Pollitz, Science 2005

Non-technical summary. Large earthquakes re-distribute stress in the crust surrounding the rupture and at deeper levels in the Earth. At depths greater than about 15 km, rocks are at high enough temperature that they flow. Consequently, any stress changes at deeper levels (whether produced by an earthquake or another source) cannot be sustained for long periods of time. The rocks must "relax" these stresses and flow in a ductile fashion, and this causes continued movements of Earth's surface that are measurable with GPS if the earthquake is sufficiently large. Many earthquakes of magnitude greater than 7 have produced such pos-tseismic motions for periods of years. Until recently the largest such earthquake that had post-seismic motions measured with GPS was the 2002 M7.9 Denali, Alaska earthquake. It produced initial post-seismic velocities of nearby GPS sites up to 300 mm/yr, or 1 mm per day.

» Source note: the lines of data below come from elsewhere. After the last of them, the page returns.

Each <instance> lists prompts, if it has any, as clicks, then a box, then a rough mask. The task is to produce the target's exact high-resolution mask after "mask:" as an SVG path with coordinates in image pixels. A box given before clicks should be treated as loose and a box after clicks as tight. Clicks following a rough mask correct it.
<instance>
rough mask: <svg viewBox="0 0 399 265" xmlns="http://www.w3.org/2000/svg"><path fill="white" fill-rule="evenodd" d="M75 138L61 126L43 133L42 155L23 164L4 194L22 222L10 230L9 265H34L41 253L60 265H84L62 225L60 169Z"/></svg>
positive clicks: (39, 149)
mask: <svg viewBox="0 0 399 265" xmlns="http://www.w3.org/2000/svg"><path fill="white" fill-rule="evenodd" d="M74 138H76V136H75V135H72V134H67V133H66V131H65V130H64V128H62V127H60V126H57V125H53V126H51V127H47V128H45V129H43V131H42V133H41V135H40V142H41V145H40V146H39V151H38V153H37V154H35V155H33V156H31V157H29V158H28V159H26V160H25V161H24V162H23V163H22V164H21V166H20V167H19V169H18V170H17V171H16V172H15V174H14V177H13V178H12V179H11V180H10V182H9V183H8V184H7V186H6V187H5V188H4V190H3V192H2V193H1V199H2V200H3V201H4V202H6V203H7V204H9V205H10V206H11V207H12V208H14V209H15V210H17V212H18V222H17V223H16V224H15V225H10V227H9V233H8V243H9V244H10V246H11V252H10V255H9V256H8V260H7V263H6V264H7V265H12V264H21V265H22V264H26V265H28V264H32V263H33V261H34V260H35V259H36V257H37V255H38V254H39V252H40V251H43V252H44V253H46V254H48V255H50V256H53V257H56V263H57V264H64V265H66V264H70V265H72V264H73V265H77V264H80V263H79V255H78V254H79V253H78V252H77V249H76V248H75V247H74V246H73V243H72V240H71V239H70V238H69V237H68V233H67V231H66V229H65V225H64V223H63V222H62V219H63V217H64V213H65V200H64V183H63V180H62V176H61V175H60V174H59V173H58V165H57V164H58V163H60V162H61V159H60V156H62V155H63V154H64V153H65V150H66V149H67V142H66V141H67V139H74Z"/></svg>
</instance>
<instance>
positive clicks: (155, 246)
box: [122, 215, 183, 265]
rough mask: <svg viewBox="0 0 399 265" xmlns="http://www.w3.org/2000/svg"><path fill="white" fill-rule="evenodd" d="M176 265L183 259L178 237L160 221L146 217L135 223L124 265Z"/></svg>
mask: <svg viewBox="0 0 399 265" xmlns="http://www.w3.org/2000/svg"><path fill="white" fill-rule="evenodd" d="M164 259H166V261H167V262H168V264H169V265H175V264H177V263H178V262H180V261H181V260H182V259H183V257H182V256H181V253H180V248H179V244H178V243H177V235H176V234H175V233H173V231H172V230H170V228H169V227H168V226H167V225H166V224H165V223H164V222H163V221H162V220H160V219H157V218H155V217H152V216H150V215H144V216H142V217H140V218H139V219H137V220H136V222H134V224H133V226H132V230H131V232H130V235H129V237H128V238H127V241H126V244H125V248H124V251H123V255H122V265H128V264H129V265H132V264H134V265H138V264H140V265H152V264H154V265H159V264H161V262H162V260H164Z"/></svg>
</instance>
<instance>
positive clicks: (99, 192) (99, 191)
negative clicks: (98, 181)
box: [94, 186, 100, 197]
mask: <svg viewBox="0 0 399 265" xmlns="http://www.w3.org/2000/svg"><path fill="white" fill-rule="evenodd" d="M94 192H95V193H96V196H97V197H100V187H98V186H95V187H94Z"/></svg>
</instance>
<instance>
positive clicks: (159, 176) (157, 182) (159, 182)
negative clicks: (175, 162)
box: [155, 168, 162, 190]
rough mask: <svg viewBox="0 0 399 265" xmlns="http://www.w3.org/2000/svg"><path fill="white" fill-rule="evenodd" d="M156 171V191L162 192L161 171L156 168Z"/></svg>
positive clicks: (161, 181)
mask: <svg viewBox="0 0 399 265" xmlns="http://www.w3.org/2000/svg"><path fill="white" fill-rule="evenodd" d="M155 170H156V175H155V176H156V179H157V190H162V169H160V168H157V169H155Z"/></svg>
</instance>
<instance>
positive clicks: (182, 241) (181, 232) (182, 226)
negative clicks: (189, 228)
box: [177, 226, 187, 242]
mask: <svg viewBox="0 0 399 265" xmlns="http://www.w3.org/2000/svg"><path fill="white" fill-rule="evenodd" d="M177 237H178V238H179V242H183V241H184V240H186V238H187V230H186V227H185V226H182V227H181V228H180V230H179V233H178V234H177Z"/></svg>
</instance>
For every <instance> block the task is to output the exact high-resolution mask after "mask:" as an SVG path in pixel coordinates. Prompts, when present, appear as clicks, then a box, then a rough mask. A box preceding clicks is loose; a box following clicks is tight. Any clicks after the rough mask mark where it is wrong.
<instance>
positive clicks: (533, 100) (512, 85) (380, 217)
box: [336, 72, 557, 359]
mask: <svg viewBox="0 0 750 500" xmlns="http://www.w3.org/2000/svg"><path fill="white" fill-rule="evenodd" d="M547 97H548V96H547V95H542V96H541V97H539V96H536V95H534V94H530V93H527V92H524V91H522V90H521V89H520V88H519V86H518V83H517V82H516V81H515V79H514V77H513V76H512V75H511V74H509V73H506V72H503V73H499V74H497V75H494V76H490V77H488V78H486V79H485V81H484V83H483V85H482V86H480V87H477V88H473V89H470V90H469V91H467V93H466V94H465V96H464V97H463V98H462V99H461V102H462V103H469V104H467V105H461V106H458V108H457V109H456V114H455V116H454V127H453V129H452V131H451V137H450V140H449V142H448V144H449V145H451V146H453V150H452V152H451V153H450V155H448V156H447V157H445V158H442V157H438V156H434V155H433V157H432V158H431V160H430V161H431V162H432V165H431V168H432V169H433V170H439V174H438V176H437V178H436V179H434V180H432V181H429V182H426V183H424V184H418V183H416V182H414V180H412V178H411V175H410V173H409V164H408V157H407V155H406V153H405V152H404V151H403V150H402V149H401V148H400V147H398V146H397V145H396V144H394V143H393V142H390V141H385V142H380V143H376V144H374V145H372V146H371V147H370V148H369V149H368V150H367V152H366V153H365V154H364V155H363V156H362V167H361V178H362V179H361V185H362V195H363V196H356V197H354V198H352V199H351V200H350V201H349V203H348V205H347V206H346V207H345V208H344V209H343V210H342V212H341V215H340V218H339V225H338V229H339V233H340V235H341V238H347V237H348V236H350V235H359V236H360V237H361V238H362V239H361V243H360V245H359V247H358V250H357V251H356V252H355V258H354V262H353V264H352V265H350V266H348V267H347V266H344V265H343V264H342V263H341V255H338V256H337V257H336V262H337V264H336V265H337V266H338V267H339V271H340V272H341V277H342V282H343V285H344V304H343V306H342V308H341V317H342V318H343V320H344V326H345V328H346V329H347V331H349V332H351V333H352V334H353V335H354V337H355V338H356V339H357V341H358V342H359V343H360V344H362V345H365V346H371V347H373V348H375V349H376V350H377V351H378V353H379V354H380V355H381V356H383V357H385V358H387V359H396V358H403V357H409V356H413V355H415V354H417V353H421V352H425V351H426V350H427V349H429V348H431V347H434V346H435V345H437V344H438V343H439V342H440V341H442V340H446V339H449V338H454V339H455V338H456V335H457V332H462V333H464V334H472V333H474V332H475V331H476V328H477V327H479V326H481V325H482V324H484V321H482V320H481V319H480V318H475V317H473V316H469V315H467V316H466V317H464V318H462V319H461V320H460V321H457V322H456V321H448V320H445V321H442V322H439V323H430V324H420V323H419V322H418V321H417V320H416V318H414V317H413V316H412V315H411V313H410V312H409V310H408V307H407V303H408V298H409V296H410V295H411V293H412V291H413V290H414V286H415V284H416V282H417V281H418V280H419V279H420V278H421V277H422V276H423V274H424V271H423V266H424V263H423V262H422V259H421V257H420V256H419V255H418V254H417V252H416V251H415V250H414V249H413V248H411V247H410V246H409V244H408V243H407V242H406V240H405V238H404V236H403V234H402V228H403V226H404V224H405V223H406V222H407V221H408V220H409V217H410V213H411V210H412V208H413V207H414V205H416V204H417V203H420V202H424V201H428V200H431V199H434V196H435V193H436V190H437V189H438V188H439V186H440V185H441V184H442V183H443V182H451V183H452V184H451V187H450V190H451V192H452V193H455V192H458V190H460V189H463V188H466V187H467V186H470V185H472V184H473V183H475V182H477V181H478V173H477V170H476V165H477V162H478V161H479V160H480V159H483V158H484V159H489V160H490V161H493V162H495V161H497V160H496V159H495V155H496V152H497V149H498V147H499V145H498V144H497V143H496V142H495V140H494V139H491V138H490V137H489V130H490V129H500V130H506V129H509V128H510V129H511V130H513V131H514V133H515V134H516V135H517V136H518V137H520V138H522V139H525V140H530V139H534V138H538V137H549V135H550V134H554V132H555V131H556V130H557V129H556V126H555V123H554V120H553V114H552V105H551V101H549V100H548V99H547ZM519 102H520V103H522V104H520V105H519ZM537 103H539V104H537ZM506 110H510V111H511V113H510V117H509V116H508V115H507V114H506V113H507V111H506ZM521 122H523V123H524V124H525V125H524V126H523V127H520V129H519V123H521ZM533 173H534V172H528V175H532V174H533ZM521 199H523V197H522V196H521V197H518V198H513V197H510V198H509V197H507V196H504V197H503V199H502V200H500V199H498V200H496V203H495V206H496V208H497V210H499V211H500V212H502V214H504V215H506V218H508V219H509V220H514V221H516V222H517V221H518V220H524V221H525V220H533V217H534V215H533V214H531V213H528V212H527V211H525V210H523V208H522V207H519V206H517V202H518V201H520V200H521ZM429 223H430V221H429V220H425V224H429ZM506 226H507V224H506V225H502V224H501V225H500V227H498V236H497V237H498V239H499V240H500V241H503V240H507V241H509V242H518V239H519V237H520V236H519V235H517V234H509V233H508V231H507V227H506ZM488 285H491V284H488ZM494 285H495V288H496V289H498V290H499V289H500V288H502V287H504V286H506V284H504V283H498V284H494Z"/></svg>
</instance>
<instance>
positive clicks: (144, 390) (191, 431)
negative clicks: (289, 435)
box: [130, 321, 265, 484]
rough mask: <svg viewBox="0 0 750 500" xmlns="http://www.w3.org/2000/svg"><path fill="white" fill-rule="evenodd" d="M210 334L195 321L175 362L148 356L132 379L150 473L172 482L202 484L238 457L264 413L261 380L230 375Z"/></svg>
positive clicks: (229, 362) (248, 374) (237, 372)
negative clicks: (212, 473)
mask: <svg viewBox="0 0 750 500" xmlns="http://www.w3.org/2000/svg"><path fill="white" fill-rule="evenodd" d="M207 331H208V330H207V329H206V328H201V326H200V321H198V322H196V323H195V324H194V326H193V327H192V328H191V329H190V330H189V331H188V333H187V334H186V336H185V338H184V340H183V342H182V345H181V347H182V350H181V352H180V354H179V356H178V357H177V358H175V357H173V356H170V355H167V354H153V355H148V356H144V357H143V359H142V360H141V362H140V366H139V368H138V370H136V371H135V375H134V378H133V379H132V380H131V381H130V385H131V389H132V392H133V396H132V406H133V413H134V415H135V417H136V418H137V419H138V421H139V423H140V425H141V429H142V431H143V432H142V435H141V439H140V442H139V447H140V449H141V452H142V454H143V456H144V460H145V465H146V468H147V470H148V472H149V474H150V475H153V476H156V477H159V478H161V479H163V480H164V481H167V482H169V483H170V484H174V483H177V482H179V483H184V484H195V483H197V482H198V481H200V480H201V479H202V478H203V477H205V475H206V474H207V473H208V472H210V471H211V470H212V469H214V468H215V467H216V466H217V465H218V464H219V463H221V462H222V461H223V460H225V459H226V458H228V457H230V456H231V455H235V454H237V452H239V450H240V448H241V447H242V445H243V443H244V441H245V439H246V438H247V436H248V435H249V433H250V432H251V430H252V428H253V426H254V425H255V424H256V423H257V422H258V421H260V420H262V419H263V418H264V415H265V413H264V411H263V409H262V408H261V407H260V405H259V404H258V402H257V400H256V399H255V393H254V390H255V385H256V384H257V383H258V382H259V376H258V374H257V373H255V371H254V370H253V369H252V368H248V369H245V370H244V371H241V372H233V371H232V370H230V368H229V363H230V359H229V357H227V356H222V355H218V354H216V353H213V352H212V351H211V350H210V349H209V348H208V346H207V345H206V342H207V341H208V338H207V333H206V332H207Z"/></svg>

The December 26, 2004 M9.2 Sumatra-Andaman earthquake was the largest earthquake to have occurred since 1964, and it was the largest earthquake to have occurred during the era of modern space geodesy. It produced motions exceeding 1 cm over the entire surface of the Earth. With a rupture length of about 1500 km, it is the longest known rupture to have ever occurred. The length and large slip (between 5 and 20 meters along most of the rupture) involved generated large stress changes in Earth's crust and the underlying mantle to depths of 100s of km. The initial post-seismic motions generated by the earthquake reached 2 mm per day and exceeded 1 mm per day over an area of about one million square kilometers (Figure 1). The GJI paper by Pollitz et al. re-visits the mathematical modeling of post-seismic relaxation, with additional account taken of changes in Earth's gravitational potential, and this model is compared with GPS observations of rapid post-seismic motions in Thailand, Malaysia, and Sumatra. The main conclusion is that relaxation of the asthenosphere -- the ductile rock between a depth of about 60 km and 220 km -- takes place with at least two timescales. A Burgers body rheology (Figure 2) is used to simulate this behavior. The shorter timescale of 3 months explains the rapid post-seismic motions abserved over the first 3 months, and the longer timescale of 5 years explains the more subdued post-seismic motions that continue even 1 1/2 years after the earthquake. The Burgers body rheology combined with a slip model of the Sumatra-Andaman earthquake leads to predictions of postseismic velocity and acceleration that agree well with observations (Figure 3). The existence of two timescales for relaxation of the ductile rock at depth confirms findings made after the much smaller 1999 M7.1 Hector Mine earthquake [link to Pollitz, 2003] and 2002 M7.9 Denali, Alaska earthquake [link to Pollitz, 2005].

Figure 1. Calculated postseismic velocity field at Earth's surface at selected times following the 26 December 2004 Sumatra-Andaman earthquake. We use a rheology model (Figure 2) which has a Burgers body rheology in the asthenosphere, and coseismic fault Model C of Banerjee et al. (BSSA submitted, 2006).

Figure 2. Viscoelastic structure used in this study. Density, shear modulus, and bulk modulus versus depth are plotted. In addition to upper and lower mantle Maxwellian viscosities, the viscosity structure is characterized by a Burgers body rheology in the asthenosphere with Kelvin-element viscosity of 5 x 10^17 Pa s and Maxwell-element viscosity of 10^19 Pa s.

Figure 3. Predicted initial postseismic velocity and average postseismic acceleration for the first 3 months following the 26 December 2004 Sumatra-Andaman earthquakes. Superimposed are the observed velocity and acceleration vectors for several GPS sites in southeast Asia. Note that the acceleration vectors generally point in the opposite direction to the initial postseismic velocity vectors, meaning a large deceleration in elevated crustal velocities with time.